Rosetta Lee hopes that communities will see events like the recent protests at Mizzou as a chance to learn from past mistakes and work towards cultivating a more supportive and inclusive environment.
“I hope that what we do is see these issues of invisible voices speaking up loudly and dramatically and institutions responding and [learning] how to set up positive, inclusive communities that are critically aware of the experiences of all people,” Rosetta Lee said.
Form IV President Brianna Buford also believes that this sort of conversation is necessary.
“Hockaday loves to live under the guise that they are open to discussion with three optional student diversity forums a year, but when this issue and other issues facing people of color on the daily occur, Hockaday stays silent,” she said.
In order to improve upon their conversations with all students, including students of color, Shelby recommends “taking the time to sit down with these groups of students to understand what their specific issues are.”
This is especially important because of the differing experiences students of color have from the rest of the community. “Because society has reminded you through the language they use to refer to you, then also, your family has taught you certain ways to conduct yourself – you put all those layers on top of you and you’re going to walk in, not being completely your whole self all the time,” Wilson said.
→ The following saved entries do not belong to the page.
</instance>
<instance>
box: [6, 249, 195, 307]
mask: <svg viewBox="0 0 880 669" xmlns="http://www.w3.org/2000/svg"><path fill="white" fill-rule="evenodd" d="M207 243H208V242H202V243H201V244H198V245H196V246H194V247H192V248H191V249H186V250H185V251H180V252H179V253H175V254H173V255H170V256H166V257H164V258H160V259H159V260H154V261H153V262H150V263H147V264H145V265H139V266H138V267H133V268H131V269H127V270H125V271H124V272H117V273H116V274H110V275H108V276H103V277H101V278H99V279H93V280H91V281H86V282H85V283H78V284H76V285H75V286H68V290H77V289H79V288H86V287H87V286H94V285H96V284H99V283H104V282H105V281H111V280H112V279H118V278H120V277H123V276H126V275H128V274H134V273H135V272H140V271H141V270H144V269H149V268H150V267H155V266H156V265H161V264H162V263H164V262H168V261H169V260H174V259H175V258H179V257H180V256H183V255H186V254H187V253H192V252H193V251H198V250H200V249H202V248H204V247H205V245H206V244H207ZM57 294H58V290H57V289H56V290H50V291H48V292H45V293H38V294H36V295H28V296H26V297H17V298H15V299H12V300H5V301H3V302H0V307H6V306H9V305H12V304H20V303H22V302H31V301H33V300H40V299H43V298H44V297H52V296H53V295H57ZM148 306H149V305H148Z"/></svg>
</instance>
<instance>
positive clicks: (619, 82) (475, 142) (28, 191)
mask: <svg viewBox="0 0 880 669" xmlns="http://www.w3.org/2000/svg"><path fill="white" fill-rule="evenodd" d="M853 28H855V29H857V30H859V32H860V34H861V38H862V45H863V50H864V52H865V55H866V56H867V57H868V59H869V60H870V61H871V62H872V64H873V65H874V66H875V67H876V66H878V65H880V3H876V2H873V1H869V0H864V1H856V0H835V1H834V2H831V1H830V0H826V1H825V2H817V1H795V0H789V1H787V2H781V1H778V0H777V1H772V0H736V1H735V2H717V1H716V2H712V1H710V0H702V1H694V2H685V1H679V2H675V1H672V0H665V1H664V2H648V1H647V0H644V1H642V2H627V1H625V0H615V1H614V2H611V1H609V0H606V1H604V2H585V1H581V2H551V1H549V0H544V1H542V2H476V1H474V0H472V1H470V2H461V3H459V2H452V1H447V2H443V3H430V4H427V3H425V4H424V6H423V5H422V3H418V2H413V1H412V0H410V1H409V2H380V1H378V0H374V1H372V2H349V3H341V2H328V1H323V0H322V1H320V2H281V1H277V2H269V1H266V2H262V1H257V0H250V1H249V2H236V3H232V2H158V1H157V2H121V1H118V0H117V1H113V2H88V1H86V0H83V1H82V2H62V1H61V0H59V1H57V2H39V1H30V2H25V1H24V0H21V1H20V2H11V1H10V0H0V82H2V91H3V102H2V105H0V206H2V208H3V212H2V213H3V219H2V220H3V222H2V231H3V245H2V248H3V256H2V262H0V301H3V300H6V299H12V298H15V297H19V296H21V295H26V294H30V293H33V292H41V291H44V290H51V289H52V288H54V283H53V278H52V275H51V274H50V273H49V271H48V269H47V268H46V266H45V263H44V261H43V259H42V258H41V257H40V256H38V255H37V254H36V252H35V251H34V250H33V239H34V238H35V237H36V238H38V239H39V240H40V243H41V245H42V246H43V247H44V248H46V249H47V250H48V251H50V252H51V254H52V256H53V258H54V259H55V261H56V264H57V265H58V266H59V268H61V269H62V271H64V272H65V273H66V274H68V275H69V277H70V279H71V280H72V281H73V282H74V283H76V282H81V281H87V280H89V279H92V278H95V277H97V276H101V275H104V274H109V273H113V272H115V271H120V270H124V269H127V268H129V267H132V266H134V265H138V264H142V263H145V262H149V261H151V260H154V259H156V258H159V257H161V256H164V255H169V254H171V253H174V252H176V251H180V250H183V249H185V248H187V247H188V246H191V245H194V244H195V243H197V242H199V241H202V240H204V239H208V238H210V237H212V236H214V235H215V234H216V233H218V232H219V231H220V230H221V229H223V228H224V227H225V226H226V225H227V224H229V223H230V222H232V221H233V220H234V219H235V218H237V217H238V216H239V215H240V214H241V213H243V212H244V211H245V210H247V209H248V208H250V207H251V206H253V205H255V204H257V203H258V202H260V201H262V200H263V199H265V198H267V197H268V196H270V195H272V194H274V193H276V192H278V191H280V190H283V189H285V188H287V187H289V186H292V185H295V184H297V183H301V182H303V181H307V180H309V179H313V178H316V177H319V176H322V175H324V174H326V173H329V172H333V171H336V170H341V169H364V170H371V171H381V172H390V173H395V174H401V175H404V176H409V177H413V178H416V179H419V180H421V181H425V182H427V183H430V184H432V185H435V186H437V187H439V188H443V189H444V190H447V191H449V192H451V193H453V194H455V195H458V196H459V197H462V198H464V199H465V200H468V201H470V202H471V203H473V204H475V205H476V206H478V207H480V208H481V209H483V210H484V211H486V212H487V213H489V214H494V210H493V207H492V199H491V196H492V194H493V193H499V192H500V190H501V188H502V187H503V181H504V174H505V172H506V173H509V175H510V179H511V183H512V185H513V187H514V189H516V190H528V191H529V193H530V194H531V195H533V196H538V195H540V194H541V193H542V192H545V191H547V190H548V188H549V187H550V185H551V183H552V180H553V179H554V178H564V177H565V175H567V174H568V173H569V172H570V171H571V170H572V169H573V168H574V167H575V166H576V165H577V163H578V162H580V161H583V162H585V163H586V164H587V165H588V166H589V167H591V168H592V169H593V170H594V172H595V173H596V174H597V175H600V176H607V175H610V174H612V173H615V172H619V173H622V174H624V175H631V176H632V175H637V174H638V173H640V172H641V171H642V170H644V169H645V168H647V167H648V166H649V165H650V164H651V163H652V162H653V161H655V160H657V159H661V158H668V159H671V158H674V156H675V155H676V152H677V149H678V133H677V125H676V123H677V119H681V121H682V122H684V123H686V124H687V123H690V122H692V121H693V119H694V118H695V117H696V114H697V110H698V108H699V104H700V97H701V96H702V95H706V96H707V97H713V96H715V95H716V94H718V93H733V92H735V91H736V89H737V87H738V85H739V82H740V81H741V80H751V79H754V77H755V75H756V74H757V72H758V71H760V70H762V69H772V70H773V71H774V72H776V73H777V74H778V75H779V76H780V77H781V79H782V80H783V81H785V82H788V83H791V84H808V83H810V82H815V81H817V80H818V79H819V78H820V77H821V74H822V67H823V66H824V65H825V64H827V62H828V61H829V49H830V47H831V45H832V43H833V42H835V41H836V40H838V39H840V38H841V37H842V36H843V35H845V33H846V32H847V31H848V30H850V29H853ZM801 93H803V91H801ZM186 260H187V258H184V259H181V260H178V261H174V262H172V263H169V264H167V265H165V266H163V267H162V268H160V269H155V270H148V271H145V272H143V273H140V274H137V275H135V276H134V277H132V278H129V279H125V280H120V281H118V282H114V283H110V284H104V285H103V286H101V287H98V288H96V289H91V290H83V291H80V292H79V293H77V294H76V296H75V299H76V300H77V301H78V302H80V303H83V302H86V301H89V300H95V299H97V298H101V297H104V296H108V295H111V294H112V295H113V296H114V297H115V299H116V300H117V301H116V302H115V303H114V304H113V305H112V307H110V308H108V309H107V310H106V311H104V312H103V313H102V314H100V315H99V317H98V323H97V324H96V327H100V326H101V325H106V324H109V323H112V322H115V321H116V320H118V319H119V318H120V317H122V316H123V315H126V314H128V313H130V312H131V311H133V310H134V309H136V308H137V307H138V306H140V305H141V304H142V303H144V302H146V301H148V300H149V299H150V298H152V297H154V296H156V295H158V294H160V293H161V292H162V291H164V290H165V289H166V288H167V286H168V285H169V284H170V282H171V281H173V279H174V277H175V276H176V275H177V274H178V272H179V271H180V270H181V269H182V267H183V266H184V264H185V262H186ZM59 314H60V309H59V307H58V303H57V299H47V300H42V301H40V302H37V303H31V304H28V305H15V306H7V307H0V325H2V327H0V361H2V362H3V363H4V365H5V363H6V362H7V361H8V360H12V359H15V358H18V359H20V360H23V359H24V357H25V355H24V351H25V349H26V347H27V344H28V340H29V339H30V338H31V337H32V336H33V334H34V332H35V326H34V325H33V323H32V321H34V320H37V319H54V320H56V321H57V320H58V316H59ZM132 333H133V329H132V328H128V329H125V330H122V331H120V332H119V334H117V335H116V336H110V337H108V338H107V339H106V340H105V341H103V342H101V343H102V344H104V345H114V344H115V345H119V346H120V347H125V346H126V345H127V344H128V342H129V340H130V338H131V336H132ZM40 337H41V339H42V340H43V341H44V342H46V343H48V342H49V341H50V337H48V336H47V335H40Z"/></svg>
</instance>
Buford shared that her experience as a student of color is different than that of white students.
“I think Hockaday administration should listen before saying and asking anything,” Buford said. “They need to realize that my, and other people of color’s, experience at Hockaday is very different from that of a white student’s and the only way to do that is to listen to their experiences.”
Liza Lee hopes that Hockaday has fostered an inclusive environment where students feel comfortable.
“What I hope is that students don’t feel as helpless here because we are trying to make opportunities for them to talk with trustees, with administrators and with the sponsors of the committees in which they participate,”she said.
Although the recent events on college campuses may suggest that change is starting in a dramatic way, Rosetta Lee thinks that these events will not resonate with the public for long unless proactive conversations ensue.
Quoting from German philosopher Georg Wilhelm Friedrich Hegel, Rosetta Lee said, “The only lesson we learn from history is that we don’t learn from history.”
In a larger sense, Liza Lee believes that racial bias and protests within universities will not end anytime soon. The only thing Hockaday can do is make sure that the students are prepared for future conversations.
“I think we try very hard in our curriculum to make sure that we are sending out students who will be comfortable in being leaders in ensuring that harassment doesn’t occur wherever they are, wherever they can,” she said.